Imagine: you give a teenager access to car keys when they have never driven a car or taken Driver’s Education. You simply tell them to drive carefully and you hope for the best.
That would be setting them up for failure, and yet, we do this every day with personal finance.
The stakes might not be dying in a car crash, but racking up massive amounts of student loan debt before even starting a career may be a death of a certain kind, nonetheless.
According to The Student Loan Report, national student loan debt exceeds $1.4 trillion; the average debt per student borrower is $27,975.
GoBankingRates estimates 39% of Americans have $0 in savings, and 57% have less than $1,000 saved. For those aged 25-34 the results are worse: 41% have $0 saved and just 20% have less than $1,000 saved.
Exactly how are these young adults supposed to get ahead, buy a home, start a business, and live their lives with this burden on their backs straight out of the gate?
For all the advanced degrees swimming in this pool of debt – has no one been able to understand the power – and devastation – of compound interest? Our system has failed; these students are not fluent in personal finance – and no matter what they earn or what they will become, their potential will be limited.
Instead, schools focus on standardized test taking; parents stress over how their kids score and what their rank is. Frankly, it is all meaningless if they can’t survive in the real world, which revolves around money.
If you never learned to drive a car, simply waiting an extra 10 years won’t make you skilled. Money is like that, too. There is no substitute for practice; developing good habits is key to minimizing debt and amassing savings/investments.

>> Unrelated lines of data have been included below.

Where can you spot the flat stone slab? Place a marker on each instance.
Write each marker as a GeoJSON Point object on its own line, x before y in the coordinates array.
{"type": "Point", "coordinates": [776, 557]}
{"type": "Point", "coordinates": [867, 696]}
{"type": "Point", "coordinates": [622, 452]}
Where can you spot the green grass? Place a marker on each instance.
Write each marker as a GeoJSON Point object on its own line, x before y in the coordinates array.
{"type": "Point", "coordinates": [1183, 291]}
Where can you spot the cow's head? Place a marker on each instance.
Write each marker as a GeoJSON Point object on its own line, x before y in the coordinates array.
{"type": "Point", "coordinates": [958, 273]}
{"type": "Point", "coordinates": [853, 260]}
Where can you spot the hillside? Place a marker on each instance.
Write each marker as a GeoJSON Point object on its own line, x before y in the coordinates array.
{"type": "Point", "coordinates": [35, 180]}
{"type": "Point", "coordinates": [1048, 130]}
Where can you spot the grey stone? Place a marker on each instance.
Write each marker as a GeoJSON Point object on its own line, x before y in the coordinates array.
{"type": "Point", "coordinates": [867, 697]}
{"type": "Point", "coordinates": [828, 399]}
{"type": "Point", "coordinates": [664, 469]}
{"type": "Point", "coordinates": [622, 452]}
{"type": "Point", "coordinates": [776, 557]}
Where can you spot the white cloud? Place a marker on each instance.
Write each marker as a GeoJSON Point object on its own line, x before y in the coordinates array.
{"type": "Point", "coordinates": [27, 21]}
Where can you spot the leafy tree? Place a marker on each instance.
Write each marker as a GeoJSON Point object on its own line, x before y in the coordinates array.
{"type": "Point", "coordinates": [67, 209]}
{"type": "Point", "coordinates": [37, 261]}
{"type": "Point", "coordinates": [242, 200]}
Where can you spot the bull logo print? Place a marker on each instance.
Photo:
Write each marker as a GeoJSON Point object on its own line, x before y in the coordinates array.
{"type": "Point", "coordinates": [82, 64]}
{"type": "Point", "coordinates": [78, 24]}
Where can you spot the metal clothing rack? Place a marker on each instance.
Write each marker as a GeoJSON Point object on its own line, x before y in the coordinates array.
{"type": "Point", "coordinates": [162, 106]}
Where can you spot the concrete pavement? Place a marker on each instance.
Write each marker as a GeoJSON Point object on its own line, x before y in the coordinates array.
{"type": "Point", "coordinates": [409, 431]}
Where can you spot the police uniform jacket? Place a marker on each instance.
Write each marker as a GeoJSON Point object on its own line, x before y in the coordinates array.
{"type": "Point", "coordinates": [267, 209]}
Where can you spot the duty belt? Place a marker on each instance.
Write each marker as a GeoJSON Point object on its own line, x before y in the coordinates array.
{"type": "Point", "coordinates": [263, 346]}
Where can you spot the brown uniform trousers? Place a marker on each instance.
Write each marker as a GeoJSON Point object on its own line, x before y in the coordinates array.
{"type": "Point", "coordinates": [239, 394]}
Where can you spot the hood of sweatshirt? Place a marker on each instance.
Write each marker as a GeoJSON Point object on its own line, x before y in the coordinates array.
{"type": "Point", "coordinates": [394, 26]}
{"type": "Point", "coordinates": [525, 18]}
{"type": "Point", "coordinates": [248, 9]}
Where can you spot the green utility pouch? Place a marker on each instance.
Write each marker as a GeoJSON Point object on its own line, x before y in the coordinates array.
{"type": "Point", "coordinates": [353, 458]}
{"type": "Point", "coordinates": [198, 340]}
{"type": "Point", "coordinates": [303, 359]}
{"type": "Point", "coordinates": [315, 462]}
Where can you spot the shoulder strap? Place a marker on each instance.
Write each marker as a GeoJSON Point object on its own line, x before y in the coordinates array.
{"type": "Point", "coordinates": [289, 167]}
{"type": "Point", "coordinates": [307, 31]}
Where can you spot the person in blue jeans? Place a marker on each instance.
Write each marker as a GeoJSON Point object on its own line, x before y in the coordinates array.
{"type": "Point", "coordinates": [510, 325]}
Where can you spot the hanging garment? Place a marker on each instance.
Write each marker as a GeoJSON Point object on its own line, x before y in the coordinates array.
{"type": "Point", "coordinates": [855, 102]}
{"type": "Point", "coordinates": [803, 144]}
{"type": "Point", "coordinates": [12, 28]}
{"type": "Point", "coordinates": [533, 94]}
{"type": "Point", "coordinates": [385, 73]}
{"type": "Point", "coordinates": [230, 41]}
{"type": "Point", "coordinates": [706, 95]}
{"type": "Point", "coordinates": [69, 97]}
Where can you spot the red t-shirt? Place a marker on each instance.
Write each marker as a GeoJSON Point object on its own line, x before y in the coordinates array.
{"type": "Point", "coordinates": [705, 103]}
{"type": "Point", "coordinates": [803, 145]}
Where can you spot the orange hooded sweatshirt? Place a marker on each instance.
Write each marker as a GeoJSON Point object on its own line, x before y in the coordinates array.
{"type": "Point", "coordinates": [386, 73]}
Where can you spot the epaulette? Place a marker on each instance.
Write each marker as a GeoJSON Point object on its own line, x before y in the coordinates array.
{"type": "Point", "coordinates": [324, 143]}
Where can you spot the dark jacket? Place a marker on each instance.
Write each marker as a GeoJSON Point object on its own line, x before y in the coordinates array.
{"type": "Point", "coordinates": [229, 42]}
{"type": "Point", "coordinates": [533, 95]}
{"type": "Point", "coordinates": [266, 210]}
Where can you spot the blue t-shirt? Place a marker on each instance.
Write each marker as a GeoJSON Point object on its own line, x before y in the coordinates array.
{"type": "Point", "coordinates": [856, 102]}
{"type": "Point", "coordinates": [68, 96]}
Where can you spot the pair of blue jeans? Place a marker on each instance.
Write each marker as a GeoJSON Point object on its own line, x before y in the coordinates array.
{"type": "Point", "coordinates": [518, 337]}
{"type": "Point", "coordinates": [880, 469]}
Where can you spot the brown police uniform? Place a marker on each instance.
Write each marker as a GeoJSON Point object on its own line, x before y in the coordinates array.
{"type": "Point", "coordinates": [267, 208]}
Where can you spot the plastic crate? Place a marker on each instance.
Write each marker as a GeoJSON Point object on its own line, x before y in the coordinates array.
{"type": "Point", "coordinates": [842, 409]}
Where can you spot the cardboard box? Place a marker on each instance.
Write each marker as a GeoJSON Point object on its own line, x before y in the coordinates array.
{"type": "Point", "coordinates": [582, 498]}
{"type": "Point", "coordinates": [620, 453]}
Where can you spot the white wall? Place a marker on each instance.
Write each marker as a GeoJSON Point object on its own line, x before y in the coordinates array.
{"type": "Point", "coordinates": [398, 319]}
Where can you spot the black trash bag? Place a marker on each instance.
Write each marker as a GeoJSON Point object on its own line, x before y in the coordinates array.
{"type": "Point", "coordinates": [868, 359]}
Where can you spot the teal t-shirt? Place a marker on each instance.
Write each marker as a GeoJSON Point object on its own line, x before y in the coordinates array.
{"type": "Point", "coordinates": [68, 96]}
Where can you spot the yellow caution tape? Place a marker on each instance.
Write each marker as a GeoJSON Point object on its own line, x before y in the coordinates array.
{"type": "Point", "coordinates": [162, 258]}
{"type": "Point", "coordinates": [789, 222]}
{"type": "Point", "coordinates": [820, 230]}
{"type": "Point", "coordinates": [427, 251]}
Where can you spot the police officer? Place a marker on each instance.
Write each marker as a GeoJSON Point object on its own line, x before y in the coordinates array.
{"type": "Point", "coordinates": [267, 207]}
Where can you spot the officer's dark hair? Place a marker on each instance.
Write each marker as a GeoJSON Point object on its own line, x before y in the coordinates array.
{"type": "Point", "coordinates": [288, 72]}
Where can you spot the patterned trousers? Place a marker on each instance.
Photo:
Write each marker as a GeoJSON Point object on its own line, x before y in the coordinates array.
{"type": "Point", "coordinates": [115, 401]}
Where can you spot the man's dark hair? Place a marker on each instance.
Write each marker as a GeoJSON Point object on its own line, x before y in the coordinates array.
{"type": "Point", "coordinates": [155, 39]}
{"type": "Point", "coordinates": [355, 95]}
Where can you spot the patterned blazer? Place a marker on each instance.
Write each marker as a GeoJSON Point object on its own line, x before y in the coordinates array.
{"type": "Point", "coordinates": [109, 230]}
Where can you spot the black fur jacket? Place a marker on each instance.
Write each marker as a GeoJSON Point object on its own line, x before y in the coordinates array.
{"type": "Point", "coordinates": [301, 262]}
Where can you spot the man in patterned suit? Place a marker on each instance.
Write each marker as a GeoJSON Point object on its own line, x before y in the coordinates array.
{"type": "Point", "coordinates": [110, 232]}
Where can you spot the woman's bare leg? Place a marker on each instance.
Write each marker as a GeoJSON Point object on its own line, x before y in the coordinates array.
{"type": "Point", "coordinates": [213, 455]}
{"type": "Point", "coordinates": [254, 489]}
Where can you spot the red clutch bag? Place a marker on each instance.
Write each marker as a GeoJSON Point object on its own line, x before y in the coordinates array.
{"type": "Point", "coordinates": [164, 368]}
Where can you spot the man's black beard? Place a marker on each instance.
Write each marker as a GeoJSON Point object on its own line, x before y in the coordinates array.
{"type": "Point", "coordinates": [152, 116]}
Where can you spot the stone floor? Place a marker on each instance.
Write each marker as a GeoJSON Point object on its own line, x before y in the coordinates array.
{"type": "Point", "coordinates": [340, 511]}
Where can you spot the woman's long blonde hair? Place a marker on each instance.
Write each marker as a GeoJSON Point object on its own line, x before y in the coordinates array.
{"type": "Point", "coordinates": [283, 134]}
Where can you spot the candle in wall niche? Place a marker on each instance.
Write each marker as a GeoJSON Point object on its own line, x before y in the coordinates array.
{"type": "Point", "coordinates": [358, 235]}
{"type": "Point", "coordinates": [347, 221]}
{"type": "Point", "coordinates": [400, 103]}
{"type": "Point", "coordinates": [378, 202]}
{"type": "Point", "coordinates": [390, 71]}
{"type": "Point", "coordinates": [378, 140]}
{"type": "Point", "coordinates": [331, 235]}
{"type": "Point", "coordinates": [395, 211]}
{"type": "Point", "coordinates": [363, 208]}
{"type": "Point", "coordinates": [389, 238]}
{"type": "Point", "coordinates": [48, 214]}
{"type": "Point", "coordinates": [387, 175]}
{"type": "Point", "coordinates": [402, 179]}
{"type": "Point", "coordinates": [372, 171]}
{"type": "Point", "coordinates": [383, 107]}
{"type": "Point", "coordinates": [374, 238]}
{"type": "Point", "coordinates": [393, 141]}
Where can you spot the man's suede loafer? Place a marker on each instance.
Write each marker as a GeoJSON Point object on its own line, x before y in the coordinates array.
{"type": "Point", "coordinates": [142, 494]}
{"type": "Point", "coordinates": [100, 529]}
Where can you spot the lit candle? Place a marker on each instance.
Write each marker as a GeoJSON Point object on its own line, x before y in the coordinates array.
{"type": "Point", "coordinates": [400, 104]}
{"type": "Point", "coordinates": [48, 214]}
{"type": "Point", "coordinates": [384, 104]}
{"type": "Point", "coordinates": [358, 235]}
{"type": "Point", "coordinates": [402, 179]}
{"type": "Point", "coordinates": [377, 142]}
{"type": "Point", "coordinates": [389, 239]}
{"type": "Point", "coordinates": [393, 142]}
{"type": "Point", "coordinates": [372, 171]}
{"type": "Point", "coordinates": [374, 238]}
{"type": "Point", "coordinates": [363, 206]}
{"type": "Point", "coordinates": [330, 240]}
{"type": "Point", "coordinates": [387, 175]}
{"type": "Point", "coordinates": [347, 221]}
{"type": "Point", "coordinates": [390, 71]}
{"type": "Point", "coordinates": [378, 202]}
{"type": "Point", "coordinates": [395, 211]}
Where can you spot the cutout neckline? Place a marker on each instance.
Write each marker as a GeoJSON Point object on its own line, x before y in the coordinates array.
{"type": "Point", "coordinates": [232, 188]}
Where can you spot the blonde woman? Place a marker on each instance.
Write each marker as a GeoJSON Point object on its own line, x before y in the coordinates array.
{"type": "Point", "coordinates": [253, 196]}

Growing older will not bestow someone with money wisdom; in fact, age without experience means more wasted time and more wasted money.
I have spoken with very accomplished adults with superior schooling and degrees far more impressive than my humble B.A. in English; I have had to tell them to take the $5,000 from their savings account (earning 0%) and pay off the credit card debt that is accruing at 19%. It would be the equivalent of earning 19%, risk-free.
This can all be avoided, of course, if we start educating children.
Kids love to learn about money. I have stood before elementary school students who appear shy and bored and, in a matter of minutes, their eyes widen. They understand that they are not too young for this lesson – they can even do the math. They become energized and ask about setting up their own investment accounts. I have seen imaginations take flight – thinking of all the ways they can earn some money and get practicing.
So what gives? Why are there only 17 states that have a personal finance requirement to graduate high school and only 22 that require an economics class to graduate? Even when there is a class requirement – one class in senior year does not a financial wizard make.
Have schools become so unimaginative and uninspired that they are sticking to the same-old, same-old way of doing things?
The price of financial illiteracy is steep. Eventually, taxes get raised to help support those who cannot support themselves. Products and services cost more when people default and don’t pay their bills.
This is stupid-simple to understand – fixing this problem could create more jobs, make a more robust society; and enable others to climb up to a new rung of social advancement. With success comes progress and innovation. Families, employers, nonprofits, municipalities are just a few of the beneficiaries of a more financially responsible society.
So why isn’t financial literacy an issue worthy of attention in schools?
Why aren’t parents complaining about this – and demanding more for their children?
Why doesn’t the financial industry do more to avail themselves to this mission?
Tony and I have gone to many schools, to educate students, parents and even teachers – but we are just two people. Unfortunately, some schools express interest and then fail to follow-through.
April is supposed to be “National Financial Literacy Month” – but without any real and consistent support, this is just lip service (which never pays the bills).
Until financial literacy is not a novelty month – but a regular and rigorous part of the on-going curriculum – our schools, colleges and universities will continue turning out very bright, but financially ignorant graduates.
Sorry, but that just doesn’t seem very smart to me.